The invention adopts minimally invasive gamma sine alternating current stimulation with specific frequency (40 Hz), specifically corrects pathological brain electrical gamma oscillation of the Alzheimer disease mouse model, and improves learning and memory functions. Minimally invasive and tested tolerance of electrical stimulation is achieved through the subcutaneous electrode; by electroencephalogram monitoring, effective stimulation parameters (alternating electrical waveforms, frequencies, stimulation intensities, etc.) for gamma oscillations are clarified. Provides an executable new technology for targeting the electric stimulation treatment in real time aiming at experimental animals and clinical treatment.
Referring to fig. 1, there is provided a brain nerve modulation system for improving a memory function by modulating an electroencephalogram oscillation characteristic, comprising: a model creation unit 110 for creating a transcranial electrical stimulation model and performing intracranial gamma electrical stimulation on the target in a predetermined stimulation mode using the set stimulation electrodes; an electroencephalogram detection unit 120 for collecting brain waves of a measurement electrode region during the electric stimulation using the set measurement electrode; the adjusting and controlling unit 130 is used for measuring the change of the gamma oscillation energy before and after the electric stimulation by analyzing the brain wave in real time so as to screen out the optimized electric stimulation parameters; and a behavioural evaluation unit 140, configured to perform a water maze behavioural evaluation on the target that receives the optimized electrical stimulation parameter and the target that does not receive the electrical stimulation, respectively, to obtain an association relationship between the stimulation frequency and the target learning and memory function.

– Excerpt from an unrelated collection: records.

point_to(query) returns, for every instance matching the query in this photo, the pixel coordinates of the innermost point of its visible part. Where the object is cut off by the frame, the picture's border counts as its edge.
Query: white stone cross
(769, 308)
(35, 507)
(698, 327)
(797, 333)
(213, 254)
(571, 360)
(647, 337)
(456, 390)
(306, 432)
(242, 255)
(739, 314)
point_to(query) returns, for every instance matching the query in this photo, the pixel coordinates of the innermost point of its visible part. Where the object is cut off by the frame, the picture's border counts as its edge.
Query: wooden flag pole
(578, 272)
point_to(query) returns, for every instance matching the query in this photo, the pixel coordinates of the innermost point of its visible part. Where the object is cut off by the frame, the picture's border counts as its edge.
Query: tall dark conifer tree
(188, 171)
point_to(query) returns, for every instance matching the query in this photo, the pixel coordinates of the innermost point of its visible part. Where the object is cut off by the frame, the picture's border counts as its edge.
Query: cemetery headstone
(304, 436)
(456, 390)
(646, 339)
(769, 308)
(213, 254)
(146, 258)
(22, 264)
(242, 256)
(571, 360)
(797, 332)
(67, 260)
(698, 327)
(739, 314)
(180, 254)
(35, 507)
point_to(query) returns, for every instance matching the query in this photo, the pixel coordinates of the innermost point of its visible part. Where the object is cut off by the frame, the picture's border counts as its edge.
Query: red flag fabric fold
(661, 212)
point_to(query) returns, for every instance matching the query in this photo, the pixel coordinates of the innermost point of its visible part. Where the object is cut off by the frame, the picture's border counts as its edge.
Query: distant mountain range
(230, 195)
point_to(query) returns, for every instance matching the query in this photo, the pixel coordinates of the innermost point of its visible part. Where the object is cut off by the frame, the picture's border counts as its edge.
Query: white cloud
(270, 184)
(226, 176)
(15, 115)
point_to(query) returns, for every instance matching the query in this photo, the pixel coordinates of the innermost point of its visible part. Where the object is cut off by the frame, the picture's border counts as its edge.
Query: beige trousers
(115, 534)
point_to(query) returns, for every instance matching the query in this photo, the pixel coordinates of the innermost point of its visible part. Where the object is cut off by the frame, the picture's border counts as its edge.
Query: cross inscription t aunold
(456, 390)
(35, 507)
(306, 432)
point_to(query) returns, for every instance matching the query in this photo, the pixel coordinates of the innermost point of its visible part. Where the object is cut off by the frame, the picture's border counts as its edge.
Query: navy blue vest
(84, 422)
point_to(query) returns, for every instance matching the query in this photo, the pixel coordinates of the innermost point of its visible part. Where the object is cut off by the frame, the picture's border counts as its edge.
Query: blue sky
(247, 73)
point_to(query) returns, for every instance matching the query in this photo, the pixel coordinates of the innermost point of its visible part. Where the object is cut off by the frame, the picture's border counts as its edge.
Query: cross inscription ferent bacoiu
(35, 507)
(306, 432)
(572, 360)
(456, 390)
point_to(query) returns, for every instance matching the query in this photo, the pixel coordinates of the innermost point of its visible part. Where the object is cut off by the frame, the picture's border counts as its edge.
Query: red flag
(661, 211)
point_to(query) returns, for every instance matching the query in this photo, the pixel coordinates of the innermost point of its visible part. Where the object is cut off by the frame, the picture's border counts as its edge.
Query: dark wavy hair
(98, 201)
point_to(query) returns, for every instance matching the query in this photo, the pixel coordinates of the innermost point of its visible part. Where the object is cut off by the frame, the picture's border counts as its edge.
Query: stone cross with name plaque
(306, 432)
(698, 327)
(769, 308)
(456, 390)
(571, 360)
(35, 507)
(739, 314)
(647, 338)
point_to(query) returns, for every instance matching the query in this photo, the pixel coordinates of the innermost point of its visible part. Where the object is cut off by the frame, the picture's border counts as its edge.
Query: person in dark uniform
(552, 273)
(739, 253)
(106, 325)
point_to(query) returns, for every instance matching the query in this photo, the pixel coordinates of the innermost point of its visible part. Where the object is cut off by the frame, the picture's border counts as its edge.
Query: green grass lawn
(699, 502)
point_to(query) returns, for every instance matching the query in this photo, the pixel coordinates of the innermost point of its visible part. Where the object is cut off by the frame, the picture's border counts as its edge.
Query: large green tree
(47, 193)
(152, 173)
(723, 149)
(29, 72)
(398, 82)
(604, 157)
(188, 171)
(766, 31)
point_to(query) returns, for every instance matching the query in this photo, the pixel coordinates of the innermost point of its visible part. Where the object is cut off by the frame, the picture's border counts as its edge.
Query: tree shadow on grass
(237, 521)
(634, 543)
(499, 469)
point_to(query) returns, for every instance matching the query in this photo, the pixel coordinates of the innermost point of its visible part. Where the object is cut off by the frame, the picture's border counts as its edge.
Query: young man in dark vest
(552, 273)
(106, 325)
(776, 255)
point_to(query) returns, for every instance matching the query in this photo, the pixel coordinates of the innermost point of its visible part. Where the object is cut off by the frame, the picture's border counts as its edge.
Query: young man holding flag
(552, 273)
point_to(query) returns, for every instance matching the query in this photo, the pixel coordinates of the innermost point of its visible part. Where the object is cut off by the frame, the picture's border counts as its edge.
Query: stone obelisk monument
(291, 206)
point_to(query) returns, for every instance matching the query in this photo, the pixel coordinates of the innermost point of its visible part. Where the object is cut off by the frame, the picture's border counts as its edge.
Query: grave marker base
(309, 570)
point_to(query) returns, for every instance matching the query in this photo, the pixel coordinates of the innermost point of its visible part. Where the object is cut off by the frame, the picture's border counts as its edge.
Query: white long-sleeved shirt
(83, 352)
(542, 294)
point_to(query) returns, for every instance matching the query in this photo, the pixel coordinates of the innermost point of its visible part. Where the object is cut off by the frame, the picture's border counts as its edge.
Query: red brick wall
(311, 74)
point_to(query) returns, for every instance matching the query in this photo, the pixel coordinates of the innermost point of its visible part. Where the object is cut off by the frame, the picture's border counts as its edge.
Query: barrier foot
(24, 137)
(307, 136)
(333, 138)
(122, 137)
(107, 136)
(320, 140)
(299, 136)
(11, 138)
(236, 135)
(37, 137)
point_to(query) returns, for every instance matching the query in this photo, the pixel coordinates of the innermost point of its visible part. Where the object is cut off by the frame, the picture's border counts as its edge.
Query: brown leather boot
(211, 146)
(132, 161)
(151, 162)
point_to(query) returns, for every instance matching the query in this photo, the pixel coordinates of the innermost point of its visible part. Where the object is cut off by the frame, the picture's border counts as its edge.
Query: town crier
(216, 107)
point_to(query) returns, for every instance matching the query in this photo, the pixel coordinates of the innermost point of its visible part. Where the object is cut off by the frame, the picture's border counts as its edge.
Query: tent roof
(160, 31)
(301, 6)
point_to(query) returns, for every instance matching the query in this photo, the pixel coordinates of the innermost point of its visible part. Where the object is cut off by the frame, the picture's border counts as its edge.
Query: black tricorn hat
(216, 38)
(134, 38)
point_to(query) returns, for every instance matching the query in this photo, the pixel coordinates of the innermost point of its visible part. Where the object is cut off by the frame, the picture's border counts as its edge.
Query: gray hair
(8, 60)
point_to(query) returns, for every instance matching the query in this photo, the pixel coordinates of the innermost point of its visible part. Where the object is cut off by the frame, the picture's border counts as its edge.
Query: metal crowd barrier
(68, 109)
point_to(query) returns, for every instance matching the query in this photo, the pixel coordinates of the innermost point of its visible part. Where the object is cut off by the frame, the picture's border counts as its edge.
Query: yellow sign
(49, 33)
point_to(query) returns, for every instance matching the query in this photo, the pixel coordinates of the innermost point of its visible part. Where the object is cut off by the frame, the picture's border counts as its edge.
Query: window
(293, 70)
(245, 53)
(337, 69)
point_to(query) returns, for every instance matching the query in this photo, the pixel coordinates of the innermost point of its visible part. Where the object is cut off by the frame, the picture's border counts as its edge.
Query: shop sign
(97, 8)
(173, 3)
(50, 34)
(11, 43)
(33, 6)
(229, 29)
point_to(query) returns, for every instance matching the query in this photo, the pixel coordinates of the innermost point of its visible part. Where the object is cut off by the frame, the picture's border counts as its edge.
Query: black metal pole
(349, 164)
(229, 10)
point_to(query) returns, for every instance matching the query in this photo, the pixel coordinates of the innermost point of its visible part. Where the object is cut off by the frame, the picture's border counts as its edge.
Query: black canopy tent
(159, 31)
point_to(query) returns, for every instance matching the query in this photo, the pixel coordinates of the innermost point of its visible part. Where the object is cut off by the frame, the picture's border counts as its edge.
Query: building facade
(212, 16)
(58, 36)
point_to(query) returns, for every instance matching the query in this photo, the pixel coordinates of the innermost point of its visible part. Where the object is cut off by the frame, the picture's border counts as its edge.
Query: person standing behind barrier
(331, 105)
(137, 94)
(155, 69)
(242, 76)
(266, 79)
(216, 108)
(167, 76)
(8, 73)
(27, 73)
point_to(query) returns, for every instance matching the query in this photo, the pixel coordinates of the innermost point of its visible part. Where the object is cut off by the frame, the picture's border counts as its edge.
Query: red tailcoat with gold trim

Hereinafter, a mouse model will be specifically described.
1) Establishing 5xFAD mice transcranial electric stimulation model
FIG. 2 is a schematic of a process of transcranial electrical stimulation for a mouse, wherein FIG. 2 (a) is a schematic of transcranial electrical stimulation for a mouse; FIG. 2 (b) is the placement of transcranial electrical stimulation electrodes on the head of a mouse; FIG. 2 (c) is a schematic mouse model.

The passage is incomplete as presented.